When I take a yoga class, I notice my perfectionism, a competitive part of me, a part of me that doesn’t want to do hard things, an insecure part, a serious inner critic that needs to lighten up, a part of me that is sometimes scared of silence, and an intense part of me that needs to soften. If I take a class from a yoga teacher who corrects me in a pose, I also observe a part of me that can be defensive. And when I teach yoga, I see the part of me that struggles with allowing myself to find rest and ease, because when I teach, I rarely leave enough time for a proper Savasana.
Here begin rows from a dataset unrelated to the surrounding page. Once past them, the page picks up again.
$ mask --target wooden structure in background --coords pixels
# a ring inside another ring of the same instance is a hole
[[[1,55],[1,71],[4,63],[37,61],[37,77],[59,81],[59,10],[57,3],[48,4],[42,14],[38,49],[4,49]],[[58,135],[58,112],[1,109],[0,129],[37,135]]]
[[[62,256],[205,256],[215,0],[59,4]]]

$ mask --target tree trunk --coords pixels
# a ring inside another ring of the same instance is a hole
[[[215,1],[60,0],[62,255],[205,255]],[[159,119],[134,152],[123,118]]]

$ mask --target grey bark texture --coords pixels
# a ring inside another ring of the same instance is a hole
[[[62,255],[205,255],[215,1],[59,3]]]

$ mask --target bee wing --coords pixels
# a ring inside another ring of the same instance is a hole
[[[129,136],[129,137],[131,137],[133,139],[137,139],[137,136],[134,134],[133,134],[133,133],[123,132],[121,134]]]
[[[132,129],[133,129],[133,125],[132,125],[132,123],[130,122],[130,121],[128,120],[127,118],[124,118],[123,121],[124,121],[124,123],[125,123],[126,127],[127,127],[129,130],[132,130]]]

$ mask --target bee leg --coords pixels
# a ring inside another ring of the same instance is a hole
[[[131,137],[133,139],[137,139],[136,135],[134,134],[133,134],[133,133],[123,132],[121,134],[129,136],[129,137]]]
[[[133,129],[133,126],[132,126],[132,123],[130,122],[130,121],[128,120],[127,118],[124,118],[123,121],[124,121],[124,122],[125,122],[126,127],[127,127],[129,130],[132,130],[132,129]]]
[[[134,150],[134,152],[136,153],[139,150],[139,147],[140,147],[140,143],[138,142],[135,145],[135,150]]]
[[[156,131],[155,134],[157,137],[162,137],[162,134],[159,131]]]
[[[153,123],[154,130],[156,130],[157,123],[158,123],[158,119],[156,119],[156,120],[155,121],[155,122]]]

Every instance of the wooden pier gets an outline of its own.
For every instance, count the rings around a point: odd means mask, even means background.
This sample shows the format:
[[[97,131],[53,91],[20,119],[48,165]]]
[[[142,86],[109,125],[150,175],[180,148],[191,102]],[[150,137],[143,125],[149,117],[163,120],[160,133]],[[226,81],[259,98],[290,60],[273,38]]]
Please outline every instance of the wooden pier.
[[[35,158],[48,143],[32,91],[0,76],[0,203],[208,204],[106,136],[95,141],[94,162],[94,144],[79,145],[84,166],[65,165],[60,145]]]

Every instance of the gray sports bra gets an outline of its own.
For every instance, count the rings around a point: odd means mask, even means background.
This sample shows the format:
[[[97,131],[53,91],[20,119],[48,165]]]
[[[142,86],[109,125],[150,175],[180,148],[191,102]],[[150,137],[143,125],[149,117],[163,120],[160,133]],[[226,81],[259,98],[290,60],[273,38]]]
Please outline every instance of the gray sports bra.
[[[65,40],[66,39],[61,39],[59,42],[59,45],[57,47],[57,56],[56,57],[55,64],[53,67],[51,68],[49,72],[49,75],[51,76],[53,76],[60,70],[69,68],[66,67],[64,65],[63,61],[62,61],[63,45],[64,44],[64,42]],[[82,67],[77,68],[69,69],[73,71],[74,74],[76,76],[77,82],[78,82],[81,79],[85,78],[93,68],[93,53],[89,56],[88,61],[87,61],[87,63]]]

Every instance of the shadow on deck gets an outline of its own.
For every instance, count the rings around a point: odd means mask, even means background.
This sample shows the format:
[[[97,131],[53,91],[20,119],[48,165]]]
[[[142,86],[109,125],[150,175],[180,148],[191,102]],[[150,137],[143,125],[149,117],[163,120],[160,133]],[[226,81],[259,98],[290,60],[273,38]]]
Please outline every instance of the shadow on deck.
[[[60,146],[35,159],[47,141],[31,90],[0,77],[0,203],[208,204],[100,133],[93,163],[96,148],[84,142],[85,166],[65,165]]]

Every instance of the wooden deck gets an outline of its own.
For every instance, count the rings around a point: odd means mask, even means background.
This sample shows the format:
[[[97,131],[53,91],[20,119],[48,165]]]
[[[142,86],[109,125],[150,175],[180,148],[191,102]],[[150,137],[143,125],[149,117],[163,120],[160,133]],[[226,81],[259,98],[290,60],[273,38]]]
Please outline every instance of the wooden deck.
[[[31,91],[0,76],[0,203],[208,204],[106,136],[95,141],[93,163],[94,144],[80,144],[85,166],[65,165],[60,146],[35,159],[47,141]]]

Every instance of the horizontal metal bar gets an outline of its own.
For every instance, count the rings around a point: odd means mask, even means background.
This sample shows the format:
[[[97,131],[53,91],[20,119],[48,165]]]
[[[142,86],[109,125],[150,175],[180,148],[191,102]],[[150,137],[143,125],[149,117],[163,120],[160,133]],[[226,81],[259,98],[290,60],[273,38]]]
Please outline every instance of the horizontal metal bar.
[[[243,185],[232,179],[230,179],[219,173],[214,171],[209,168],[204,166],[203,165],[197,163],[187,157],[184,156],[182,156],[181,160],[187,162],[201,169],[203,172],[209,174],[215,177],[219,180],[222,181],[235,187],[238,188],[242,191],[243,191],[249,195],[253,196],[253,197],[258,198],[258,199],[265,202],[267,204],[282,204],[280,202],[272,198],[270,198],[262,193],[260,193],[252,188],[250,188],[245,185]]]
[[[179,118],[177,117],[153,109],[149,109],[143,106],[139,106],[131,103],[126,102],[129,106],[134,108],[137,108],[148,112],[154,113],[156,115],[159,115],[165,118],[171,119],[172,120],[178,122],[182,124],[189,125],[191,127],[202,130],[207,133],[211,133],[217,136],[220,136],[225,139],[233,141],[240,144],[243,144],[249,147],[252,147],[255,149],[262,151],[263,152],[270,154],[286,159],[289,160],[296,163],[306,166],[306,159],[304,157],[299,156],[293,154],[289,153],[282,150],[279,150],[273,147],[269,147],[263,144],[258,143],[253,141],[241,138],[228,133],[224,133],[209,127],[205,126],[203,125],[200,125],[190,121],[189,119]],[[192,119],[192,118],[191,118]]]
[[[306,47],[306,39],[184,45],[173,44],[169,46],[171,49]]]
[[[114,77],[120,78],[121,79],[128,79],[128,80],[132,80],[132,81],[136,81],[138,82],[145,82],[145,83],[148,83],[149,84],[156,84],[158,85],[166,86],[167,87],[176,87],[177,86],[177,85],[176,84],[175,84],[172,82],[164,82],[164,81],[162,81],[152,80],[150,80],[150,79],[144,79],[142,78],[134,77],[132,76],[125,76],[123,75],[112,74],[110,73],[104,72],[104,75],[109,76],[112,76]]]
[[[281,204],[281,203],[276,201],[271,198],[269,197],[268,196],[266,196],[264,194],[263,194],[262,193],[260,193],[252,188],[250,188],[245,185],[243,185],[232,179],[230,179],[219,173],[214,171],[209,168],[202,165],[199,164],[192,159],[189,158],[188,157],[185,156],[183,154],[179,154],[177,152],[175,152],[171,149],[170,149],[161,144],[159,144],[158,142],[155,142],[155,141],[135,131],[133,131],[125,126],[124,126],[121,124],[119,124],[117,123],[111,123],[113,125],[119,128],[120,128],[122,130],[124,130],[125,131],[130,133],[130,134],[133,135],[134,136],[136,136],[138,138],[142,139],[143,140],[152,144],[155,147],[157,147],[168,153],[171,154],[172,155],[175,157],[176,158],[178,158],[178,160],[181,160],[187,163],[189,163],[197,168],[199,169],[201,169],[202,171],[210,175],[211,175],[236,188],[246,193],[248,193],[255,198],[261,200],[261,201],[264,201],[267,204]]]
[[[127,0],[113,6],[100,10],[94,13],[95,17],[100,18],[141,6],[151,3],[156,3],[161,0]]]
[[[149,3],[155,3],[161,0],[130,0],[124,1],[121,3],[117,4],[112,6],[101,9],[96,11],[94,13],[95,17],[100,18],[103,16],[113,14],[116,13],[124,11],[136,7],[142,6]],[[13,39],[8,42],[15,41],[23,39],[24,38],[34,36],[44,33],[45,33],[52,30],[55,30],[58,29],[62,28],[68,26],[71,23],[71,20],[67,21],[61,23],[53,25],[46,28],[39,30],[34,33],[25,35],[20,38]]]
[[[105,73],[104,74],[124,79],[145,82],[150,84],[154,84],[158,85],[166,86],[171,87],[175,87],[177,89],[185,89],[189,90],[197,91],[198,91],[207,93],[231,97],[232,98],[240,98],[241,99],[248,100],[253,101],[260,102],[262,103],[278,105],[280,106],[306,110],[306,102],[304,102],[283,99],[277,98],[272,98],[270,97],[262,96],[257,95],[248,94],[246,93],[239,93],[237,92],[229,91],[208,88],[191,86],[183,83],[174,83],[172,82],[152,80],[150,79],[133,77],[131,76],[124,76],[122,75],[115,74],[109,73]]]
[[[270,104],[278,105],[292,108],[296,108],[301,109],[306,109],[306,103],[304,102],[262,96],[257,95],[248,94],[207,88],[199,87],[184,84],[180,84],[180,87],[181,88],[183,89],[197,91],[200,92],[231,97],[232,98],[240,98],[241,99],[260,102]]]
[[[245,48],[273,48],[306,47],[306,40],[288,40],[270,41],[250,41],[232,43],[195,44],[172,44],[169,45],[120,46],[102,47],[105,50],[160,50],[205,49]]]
I live walking distance from Good Shepherd Episcopal Church, and I have been blessed to hear many incredible homilies preached by their current associate priest, Rev. Michelle Simmons. In one of her recent sermons, she invited us to practice Imaginative Prayer, an Ignatius spiritual discipline that encourages participants to identify with a participant in the Biblical story. She was preaching on the parable of the Prodigal Son, and those listening to the message were encouraged to think about whether we identified with the prodigal son, the responsible older son, or the father with arms wide open. This spiritual disciple is an important one because it is another opportunity to notice the different parts of ourselves. For example, at my best I can offer the unconditional love and forgiveness of the father in the story, but in other moments I have can over function and be too serious, resentful, and responsible, like the elder son.

Sometimes if you are too fluent in one part, you might start to abandon other necessary parts. For example, if you are too much of a people-pleaser and avoid conflict, you might abandon the ability to be assertive.

As you start to examine your many parts, always treat yourself with kindness and grace. Are there parts of yourself you are over-utilizing or under-using? As you examine your parts you might use yoga or imaginative prayer. But sometimes it is helpful to see a therapist or coach who utilizes the Enneagram or Internal Family Systems Theory to do this introspective work. As you start to get to know your many parts, you might even observe these parts as you read sacred Scripture, a children’s book, or watch a musical. As you befriend and accept your varied parts, it also becomes easier to accept and extend grace to a loved one’s diverse parts.